LINDA: distributed web-of-data-scale entity matching

Proceedings of the 21st ACM international conference on Information and knowledge management Pub Date : 2012-10-29 DOI:10.1145/2396761.2398582

Christoph Böhm, Gerard de Melo, Felix Naumann, G. Weikum

引用次数: 94

Abstract

Linked Data has emerged as a powerful way of interconnecting structured data on the Web. However, the cross-linkage between Linked Data sources is not as extensive as one would hope for. In this paper, we formalize the task of automatically creating "sameAs" links across data sources in a globally consistent manner.

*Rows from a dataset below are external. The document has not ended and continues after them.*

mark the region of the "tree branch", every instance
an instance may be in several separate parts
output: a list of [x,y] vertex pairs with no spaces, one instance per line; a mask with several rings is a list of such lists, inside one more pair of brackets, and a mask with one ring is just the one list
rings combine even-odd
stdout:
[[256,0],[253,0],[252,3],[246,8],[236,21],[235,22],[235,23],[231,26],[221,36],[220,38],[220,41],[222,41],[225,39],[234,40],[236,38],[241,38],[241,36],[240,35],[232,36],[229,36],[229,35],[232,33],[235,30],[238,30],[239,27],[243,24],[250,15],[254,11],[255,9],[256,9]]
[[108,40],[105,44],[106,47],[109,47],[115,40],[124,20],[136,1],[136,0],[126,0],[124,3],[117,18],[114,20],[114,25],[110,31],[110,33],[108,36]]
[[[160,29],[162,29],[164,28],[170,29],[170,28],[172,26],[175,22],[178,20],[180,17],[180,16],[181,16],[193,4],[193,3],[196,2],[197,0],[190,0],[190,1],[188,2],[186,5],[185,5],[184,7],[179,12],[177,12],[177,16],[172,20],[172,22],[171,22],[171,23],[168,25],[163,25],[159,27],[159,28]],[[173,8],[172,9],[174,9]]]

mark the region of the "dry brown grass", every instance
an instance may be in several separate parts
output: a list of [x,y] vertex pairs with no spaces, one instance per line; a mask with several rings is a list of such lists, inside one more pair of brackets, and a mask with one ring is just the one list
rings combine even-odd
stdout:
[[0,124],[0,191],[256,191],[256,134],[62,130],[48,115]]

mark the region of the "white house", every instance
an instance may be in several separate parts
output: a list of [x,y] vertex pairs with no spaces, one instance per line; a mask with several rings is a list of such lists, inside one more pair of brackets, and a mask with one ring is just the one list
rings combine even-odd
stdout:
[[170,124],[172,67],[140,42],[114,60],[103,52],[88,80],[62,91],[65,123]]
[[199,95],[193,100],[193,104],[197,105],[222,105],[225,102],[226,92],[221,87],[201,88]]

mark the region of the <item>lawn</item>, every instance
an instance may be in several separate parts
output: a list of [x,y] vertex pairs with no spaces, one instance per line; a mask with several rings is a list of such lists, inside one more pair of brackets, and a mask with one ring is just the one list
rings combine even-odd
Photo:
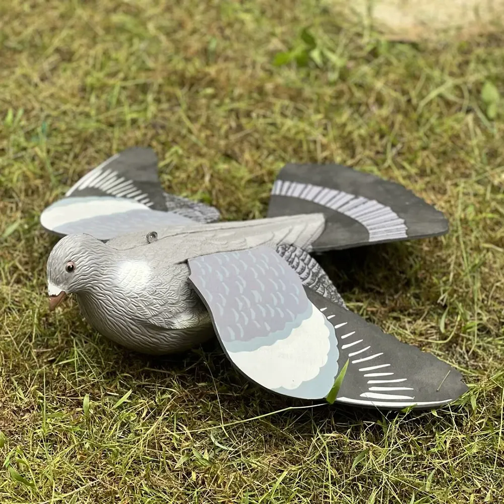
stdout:
[[[502,501],[504,35],[388,43],[316,0],[10,0],[0,44],[0,501]],[[352,310],[469,391],[416,413],[289,401],[215,341],[154,359],[74,300],[49,313],[41,211],[135,145],[225,219],[264,216],[288,162],[435,205],[444,237],[321,261]]]

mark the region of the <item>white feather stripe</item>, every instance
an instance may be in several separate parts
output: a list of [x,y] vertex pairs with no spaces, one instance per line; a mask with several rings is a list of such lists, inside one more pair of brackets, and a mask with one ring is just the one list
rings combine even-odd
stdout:
[[361,350],[358,350],[356,352],[352,352],[351,353],[348,354],[349,357],[353,357],[354,355],[358,355],[359,353],[362,353],[363,352],[365,352],[366,350],[369,350],[371,348],[371,346],[368,345],[367,346]]
[[[379,373],[377,374],[382,374],[381,373]],[[384,374],[387,374],[387,373],[383,373]],[[401,382],[406,382],[408,380],[407,378],[398,378],[396,380],[370,380],[367,381],[368,385],[372,383],[399,383]]]
[[374,392],[364,392],[361,397],[368,397],[371,399],[414,399],[413,396],[400,396],[395,394],[376,394]]
[[[372,371],[373,369],[379,369],[382,367],[389,367],[390,366],[390,364],[380,364],[377,366],[370,366],[369,367],[361,367],[359,369],[359,371]],[[393,373],[392,373],[394,374]],[[367,376],[368,375],[365,374],[364,376]]]
[[82,191],[83,189],[85,189],[86,187],[90,185],[94,186],[96,184],[101,182],[104,179],[107,178],[107,177],[109,176],[110,174],[110,170],[104,170],[103,171],[100,171],[99,170],[96,172],[96,175],[97,176],[92,177],[87,180],[84,183],[81,184],[79,188],[80,190]]
[[411,387],[370,387],[369,390],[374,392],[389,392],[395,390],[414,390]]
[[350,397],[338,397],[339,402],[347,403],[349,404],[362,404],[366,406],[382,406],[383,408],[406,408],[407,406],[430,406],[436,404],[446,404],[450,402],[452,399],[446,399],[445,401],[429,401],[415,402],[415,401],[365,401],[363,399],[354,399]]
[[383,355],[383,352],[381,352],[380,353],[375,353],[374,355],[370,355],[369,357],[364,357],[362,359],[356,359],[355,360],[352,360],[352,364],[357,364],[359,362],[363,362],[366,360],[371,360],[372,359],[375,359],[377,357],[380,357],[380,355]]
[[354,199],[351,200],[348,203],[346,203],[342,206],[340,207],[339,210],[341,213],[347,215],[348,215],[347,213],[347,212],[356,207],[360,207],[360,205],[363,205],[367,201],[369,201],[369,200],[366,198],[363,198],[362,196],[359,196],[358,198],[355,198],[354,197]]
[[[325,317],[313,307],[309,319],[284,339],[253,351],[230,352],[229,356],[247,376],[263,387],[292,390],[319,374],[327,362],[332,337]],[[328,387],[330,389],[331,384]]]
[[108,159],[106,159],[101,164],[98,165],[95,168],[90,171],[89,173],[86,173],[86,175],[85,175],[80,180],[78,181],[78,182],[74,184],[73,187],[71,187],[70,189],[67,192],[66,196],[69,196],[76,190],[82,187],[83,183],[85,183],[90,178],[91,178],[95,176],[94,174],[96,174],[97,172],[101,172],[102,169],[106,166],[109,163],[113,161],[114,159],[118,158],[119,156],[119,155],[118,154],[114,154],[113,156],[111,156]]

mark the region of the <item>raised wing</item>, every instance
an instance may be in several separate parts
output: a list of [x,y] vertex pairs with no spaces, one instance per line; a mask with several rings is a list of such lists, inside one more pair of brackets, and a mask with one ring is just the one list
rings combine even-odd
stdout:
[[238,369],[291,397],[327,395],[338,370],[334,328],[274,250],[260,246],[188,262],[189,280]]
[[220,253],[188,263],[190,282],[228,357],[270,390],[322,399],[347,360],[336,399],[341,403],[431,408],[467,390],[448,364],[303,287],[271,248]]
[[134,147],[109,158],[46,208],[42,225],[59,235],[87,233],[108,240],[152,227],[218,220],[213,207],[165,193],[151,149]]
[[316,251],[448,231],[440,212],[399,184],[340,165],[286,165],[273,185],[268,216],[316,212],[327,224]]

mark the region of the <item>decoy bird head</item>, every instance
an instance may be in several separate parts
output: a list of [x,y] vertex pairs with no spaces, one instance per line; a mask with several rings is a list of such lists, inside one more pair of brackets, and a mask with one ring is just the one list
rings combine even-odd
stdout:
[[95,277],[107,267],[106,245],[89,234],[69,234],[61,238],[47,260],[49,309],[52,311],[68,294],[92,287]]

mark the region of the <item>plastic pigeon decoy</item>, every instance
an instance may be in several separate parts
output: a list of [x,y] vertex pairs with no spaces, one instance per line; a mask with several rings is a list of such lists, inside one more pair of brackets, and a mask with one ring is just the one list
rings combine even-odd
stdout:
[[133,147],[109,158],[46,208],[40,223],[60,236],[89,233],[107,240],[147,225],[163,227],[212,222],[213,207],[165,193],[151,149]]
[[268,218],[242,222],[156,225],[144,212],[143,229],[115,237],[83,234],[88,218],[74,216],[67,224],[81,234],[61,239],[48,261],[50,307],[74,293],[95,329],[150,354],[216,334],[245,376],[289,397],[327,398],[344,369],[341,403],[431,408],[466,391],[453,367],[347,309],[310,255],[442,234],[442,214],[401,186],[339,166],[287,165],[270,204]]

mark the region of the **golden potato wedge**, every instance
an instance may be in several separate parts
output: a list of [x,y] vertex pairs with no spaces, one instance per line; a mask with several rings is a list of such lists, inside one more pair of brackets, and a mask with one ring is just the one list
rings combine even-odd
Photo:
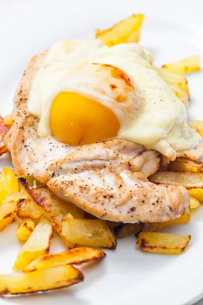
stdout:
[[13,125],[13,117],[12,114],[7,114],[4,118],[4,124],[8,126],[9,127],[11,127]]
[[189,211],[189,212],[185,213],[184,215],[180,216],[180,217],[178,217],[176,219],[170,221],[154,223],[142,223],[141,224],[141,230],[140,231],[157,232],[165,227],[187,224],[190,221],[190,217],[191,211]]
[[119,238],[125,237],[140,232],[140,224],[119,224],[114,228],[114,233]]
[[67,287],[84,280],[71,265],[58,268],[0,276],[0,295],[31,293]]
[[61,235],[62,220],[65,215],[70,213],[74,217],[83,218],[84,211],[70,202],[67,202],[56,197],[46,186],[30,188],[26,180],[19,179],[19,188],[25,194],[25,196],[37,204],[43,215],[53,223],[56,232],[61,237],[69,249],[74,248],[76,244],[68,240]]
[[167,83],[174,85],[178,87],[183,91],[185,92],[188,98],[190,97],[189,88],[187,84],[187,79],[182,75],[179,75],[176,73],[174,73],[171,71],[163,69],[162,68],[156,68],[154,67],[156,70],[158,75],[164,81]]
[[21,220],[40,218],[43,210],[32,199],[20,199],[17,204],[17,217]]
[[[195,190],[196,190],[196,189],[195,189]],[[199,206],[199,205],[200,205],[199,201],[195,199],[195,198],[194,198],[193,197],[190,196],[190,208],[196,208],[197,206]]]
[[77,245],[74,242],[72,242],[66,238],[66,236],[63,236],[62,234],[62,221],[64,218],[63,214],[56,215],[55,216],[51,216],[50,220],[52,222],[54,225],[54,229],[60,235],[63,242],[69,249],[72,249],[75,248]]
[[27,241],[34,230],[36,224],[36,221],[30,218],[21,221],[16,230],[16,236],[18,240],[22,242]]
[[67,202],[57,197],[47,186],[31,188],[25,179],[19,178],[21,190],[25,194],[26,198],[32,199],[41,207],[45,216],[49,218],[55,215],[71,214],[74,217],[83,218],[84,211],[71,202]]
[[42,216],[27,241],[23,246],[13,268],[22,270],[31,261],[49,251],[53,226]]
[[80,247],[66,251],[47,254],[31,262],[23,269],[23,272],[31,272],[41,269],[56,268],[60,266],[81,265],[101,259],[106,256],[102,250],[95,250],[87,247]]
[[61,234],[72,242],[115,249],[116,240],[104,220],[79,219],[68,214],[62,223]]
[[15,201],[0,205],[0,232],[14,221],[16,211],[17,203]]
[[200,58],[198,55],[190,56],[182,60],[164,65],[163,68],[177,74],[187,74],[200,69]]
[[138,42],[144,15],[132,15],[107,30],[97,30],[96,38],[109,47],[119,43]]
[[0,205],[4,203],[11,193],[18,193],[18,183],[11,169],[4,167],[1,172]]
[[156,184],[183,186],[188,189],[203,187],[203,173],[199,172],[159,170],[148,178],[151,182]]
[[4,200],[3,203],[9,203],[11,201],[18,202],[21,198],[21,195],[20,193],[11,193],[5,200]]
[[196,120],[190,121],[189,125],[193,129],[199,133],[201,137],[203,137],[203,120]]
[[190,239],[190,235],[141,232],[138,235],[136,246],[144,252],[180,254],[184,251]]
[[192,161],[186,158],[177,158],[170,163],[168,169],[178,171],[200,171],[203,169],[203,163]]
[[143,47],[144,50],[147,57],[148,60],[150,65],[152,65],[154,60],[152,54],[149,51],[148,49]]
[[10,127],[4,123],[4,118],[0,115],[0,156],[7,151],[7,148],[4,143],[4,137],[9,132]]
[[189,100],[187,94],[175,85],[170,83],[168,84],[174,94],[183,103],[186,109],[187,109],[188,108]]
[[189,190],[189,194],[199,202],[203,202],[203,189],[197,188]]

Our algorithm, presented in a multi-core as well as a distributed version, achieves this link generation by accounting for joint evidence of a match. Experiments confirm that our system scales beyond 100 million entities and delivers highly accurate results despite the vast heterogeneity and daunting scale.

查看原文

微信好友朋友圈 QQ好友复制链接

本刊更多论文

琳达:分布式数据网络规模的实体匹配

关联数据(Linked Data)作为一种连接Web上结构化数据的强大方式而出现。然而，关联数据源之间的交叉链接并不像人们希望的那样广泛。在本文中，我们以全局一致的方式形式化了跨数据源自动创建“相同”链接的任务。我们的算法在多核和分布式版本中提出，通过考虑匹配的联合证据来实现这种链接生成。实验证实，尽管存在巨大的异质性和令人生畏的规模，我们的系统仍然可以扩展超过1亿个实体，并提供高度准确的结果。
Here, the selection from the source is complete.